Imagine a cube wrapped with string so that each of the six sides has two linked "L's" on it, like this image (or some reflection or rotation thereof).
You can get a lot of different knots and links depending on the particular choices made.
Are any of them the unknot or the unlink?
In other words, can any of them be achieved by wrapping real rubber bands around a real box?
On
Fun question. I wrote code to (intelligently) manipulate and check the knotworks. None of them have the same invariant properties as an unlink—I checked the crossing number, the number of three-colorings, and the Jones polynomial evaluated at $t=9$. This was sufficient to rule out all 216 distinct configurations (1024 nominal configurations before accounting for rotational and reflective symmetry).
The wrapped cube face shown in the question has 180 degree rotational symmetry. This means there are two options for each cube face—unrotated, or rotated 90 degrees—plus two more options if you're allowed to reflect it in a mirror.
Out of $4096=4^6$ nominal configurations, I found that there are actually only 216 distinct configurations once you account for rotational and reflectional symmetry. (I am not sure why the number is $216=6^3$—maybe someone can point out a combinatorial connection.)
Next, I computed the crossing numbers invariant for each knot. The crossing number of two strings is the (signed) number of times they wrap around each other. The crossing number of any pair of strings in the unlink is zero; hence the only candidates for unlinks are those with all zero crossing numbers.
However, out of these 216 candidates, all of the multistring knots failed the test. The only ones with zero crossing numbers were the single-string knots which, of course, have no crossing numbers at all because there are no other strings. This made me suspect that none of these knots would end up being an unknot.
There were 216 candidates, comprising 61 (one string), 90 (two strings), 54 (three strings), and 11 (four strings). Hence only 61 candidates remained.
I calculated the three-coloring invariant next. This invariant says: suppose you color each segment of a knot in one of three colors, where the underthread at a crossing counts as two separate before-and-after segments. How many ways are there to do this such that (1) at least two colors are used in the coloring, (2) at every crossing where three segments meet (an over crossing and two under crossing segments), they are all the same color or all different colors.

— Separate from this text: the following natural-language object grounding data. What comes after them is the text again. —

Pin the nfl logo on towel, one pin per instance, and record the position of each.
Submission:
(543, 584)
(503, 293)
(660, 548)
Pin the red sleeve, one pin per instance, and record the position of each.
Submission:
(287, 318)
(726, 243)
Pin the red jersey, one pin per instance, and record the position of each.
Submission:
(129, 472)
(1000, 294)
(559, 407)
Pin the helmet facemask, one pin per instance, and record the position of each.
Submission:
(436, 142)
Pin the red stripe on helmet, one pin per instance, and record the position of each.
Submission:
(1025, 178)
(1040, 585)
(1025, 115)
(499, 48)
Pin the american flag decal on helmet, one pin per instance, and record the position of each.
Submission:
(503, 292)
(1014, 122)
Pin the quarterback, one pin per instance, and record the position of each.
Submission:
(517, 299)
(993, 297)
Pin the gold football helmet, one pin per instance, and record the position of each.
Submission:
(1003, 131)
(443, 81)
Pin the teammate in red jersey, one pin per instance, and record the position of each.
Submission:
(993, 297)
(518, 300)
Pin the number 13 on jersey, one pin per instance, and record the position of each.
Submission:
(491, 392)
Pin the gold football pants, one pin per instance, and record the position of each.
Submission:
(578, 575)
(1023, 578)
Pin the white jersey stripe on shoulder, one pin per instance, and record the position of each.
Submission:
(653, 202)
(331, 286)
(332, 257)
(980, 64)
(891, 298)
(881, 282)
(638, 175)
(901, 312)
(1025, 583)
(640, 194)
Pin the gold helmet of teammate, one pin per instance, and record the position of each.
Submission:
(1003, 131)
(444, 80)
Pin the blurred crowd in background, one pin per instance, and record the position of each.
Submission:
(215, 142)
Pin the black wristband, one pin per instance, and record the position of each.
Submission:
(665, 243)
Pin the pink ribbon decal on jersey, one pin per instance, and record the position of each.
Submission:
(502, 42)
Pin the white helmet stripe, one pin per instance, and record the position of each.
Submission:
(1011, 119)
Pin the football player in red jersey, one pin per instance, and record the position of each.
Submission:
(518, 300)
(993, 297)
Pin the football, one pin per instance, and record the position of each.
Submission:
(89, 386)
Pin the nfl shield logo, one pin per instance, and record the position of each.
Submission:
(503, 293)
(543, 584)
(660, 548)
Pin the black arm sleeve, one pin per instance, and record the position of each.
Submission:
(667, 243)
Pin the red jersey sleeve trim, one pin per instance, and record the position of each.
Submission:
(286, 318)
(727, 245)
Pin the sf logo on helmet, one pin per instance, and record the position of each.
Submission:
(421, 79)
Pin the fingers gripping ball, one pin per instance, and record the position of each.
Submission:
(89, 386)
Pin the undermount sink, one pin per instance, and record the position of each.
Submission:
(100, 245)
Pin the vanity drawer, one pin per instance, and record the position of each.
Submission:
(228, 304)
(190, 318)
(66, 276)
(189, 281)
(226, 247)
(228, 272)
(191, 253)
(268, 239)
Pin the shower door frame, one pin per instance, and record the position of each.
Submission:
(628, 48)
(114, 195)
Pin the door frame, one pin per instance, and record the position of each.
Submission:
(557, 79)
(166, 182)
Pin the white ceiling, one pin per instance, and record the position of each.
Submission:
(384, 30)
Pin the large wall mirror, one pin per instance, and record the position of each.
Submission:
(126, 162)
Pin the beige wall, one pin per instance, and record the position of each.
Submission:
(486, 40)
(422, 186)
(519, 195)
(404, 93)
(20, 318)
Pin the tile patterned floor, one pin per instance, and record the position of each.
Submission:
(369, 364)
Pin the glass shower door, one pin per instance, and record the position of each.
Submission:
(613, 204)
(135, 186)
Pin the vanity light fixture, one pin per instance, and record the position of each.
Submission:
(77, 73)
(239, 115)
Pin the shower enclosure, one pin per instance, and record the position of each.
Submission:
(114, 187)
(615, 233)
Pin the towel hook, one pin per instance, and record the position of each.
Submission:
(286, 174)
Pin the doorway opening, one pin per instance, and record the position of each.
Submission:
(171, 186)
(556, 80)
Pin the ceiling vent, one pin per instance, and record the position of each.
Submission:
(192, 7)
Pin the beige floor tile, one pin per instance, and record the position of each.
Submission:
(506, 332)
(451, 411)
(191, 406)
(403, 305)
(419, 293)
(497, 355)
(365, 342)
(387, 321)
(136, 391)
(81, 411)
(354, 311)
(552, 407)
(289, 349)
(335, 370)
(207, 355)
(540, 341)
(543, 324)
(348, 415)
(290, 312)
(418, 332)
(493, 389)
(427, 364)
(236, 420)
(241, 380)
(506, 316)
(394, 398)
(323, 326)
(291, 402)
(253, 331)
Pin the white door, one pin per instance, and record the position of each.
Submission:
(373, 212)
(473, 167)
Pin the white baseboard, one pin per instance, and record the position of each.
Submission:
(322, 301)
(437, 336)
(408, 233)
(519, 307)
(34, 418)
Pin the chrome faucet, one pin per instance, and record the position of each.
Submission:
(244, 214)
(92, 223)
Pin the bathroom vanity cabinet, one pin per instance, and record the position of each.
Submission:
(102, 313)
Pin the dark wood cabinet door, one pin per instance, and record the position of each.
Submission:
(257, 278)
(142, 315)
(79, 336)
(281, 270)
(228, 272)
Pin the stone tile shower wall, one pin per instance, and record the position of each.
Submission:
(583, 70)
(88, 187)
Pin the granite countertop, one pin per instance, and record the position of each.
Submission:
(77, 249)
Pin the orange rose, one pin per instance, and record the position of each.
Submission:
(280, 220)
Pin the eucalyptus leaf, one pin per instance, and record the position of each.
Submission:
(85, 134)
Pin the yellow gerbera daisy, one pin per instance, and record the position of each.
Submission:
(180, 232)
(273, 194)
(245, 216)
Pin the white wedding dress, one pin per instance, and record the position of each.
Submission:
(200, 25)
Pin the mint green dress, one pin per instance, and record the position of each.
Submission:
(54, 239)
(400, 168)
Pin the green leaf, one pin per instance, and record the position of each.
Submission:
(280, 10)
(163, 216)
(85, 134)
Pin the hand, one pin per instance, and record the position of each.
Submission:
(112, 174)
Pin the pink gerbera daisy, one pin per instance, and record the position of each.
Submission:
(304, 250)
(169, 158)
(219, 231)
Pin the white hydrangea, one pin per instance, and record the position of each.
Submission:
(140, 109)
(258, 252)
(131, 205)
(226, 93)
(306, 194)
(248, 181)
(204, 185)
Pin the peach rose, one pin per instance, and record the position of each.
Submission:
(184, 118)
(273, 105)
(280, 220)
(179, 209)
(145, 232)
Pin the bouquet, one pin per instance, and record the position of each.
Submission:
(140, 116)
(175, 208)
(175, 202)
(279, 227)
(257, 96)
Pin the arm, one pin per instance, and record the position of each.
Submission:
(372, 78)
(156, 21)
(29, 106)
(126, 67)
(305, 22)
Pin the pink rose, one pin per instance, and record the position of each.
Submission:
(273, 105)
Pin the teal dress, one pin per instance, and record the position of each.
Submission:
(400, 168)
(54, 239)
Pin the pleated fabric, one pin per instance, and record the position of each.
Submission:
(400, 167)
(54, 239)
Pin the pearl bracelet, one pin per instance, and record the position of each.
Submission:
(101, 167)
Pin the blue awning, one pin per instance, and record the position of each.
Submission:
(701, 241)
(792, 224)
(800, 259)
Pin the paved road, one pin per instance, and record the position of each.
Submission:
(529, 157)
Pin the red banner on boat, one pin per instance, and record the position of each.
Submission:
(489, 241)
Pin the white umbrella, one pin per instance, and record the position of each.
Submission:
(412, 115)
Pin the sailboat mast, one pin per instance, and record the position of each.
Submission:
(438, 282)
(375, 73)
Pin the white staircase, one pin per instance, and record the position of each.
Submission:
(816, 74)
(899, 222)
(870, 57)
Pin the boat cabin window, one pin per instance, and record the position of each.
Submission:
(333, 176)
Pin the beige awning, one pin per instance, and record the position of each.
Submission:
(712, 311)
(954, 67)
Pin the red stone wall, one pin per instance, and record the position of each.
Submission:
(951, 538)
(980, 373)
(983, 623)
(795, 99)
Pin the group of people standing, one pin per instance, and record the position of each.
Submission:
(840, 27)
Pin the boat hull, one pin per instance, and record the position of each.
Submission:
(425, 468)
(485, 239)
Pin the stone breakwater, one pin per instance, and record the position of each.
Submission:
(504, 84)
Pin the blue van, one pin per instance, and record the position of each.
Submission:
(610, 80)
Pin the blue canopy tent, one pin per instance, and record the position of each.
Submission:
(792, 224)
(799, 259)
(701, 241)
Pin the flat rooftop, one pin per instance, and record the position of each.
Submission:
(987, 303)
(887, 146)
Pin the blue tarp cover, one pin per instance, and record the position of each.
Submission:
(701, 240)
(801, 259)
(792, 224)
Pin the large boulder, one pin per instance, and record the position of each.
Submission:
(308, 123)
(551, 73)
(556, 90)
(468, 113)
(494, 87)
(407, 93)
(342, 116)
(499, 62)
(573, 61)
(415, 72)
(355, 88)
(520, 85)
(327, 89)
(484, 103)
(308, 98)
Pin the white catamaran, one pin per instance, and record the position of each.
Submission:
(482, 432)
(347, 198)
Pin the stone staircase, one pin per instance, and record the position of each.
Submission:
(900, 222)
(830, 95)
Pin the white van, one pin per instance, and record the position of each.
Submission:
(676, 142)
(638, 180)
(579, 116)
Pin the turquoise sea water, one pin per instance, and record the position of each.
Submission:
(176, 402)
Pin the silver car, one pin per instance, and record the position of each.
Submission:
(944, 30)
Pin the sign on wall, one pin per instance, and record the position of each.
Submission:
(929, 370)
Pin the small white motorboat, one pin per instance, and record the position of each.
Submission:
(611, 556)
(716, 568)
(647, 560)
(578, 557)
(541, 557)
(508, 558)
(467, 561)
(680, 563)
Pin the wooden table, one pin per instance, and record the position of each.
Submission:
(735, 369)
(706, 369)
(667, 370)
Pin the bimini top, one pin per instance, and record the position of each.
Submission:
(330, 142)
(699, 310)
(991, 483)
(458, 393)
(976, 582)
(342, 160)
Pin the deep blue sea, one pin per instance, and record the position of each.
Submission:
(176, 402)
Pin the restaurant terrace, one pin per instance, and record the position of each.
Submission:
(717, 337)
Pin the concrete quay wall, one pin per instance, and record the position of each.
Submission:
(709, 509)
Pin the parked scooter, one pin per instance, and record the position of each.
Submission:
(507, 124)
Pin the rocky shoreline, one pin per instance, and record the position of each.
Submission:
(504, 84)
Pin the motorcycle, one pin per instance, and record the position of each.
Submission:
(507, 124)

The unknot cannot be three-colored this way, due to a technicality that it can only be a single color throughout. Hence our candidates are required to have this same three-colorable defect as well. Out of the 61 remaining single-threaded knots, only thirty knots qualify as being uncolorable.
Finally, I calculated the Jones polynomial for the remaining thirty knots. Technically, I calculated the value of the polynomial at $t=9$ because it made the math nice and meant I didn't have to develop a data structure for polynomials.
Programming the Jones polynomial calculation was admittedly a bit hairy—at first, I worried that I made a mistake somewhere, but I hand checked the answers for a few knots and tried it out on some well-known knots like the trifoil and it got the correct answers. So I have good reason to believe the code is correct.
The value of the Jones polynomial for the unknot is a constant $V_\bigcirc(x)=1$. However, none of the thirty knots has that Jones polynomial value. Hence none of these single-string cube formations are the unknot, QED. (For good measure, I also computed the Jones polynomial of all 216 original configurations, and found that none of them matched the value of the Jones polynomial for any unlink with one, two, three, or four strings.)
I am sure there are deeper explanations for why this particular configuration cannot be made into an unlink, but for now I hope this empirical check will serve as a useful source of information and exploration.
Here's the geometric net of a cube:
I represented the cube as a graph $g$ of size $6$ vertices, each vertex of degree four (links to its neighbors).
Then I searched for an Eulerian path through the graph $g$ with the conditions that no three consecutive sides were collinear. (That is, there must be an L turn at each vertex.) Here is one such Eulerian path:
$\{a \to b \to f \to a \to d \to f \to e \to d \to c \to e \to b \to c \to a \}$
There are then $2^5$ distinguishable choices for "over-under." Some will be trivial, others (ummm.... "knot"!).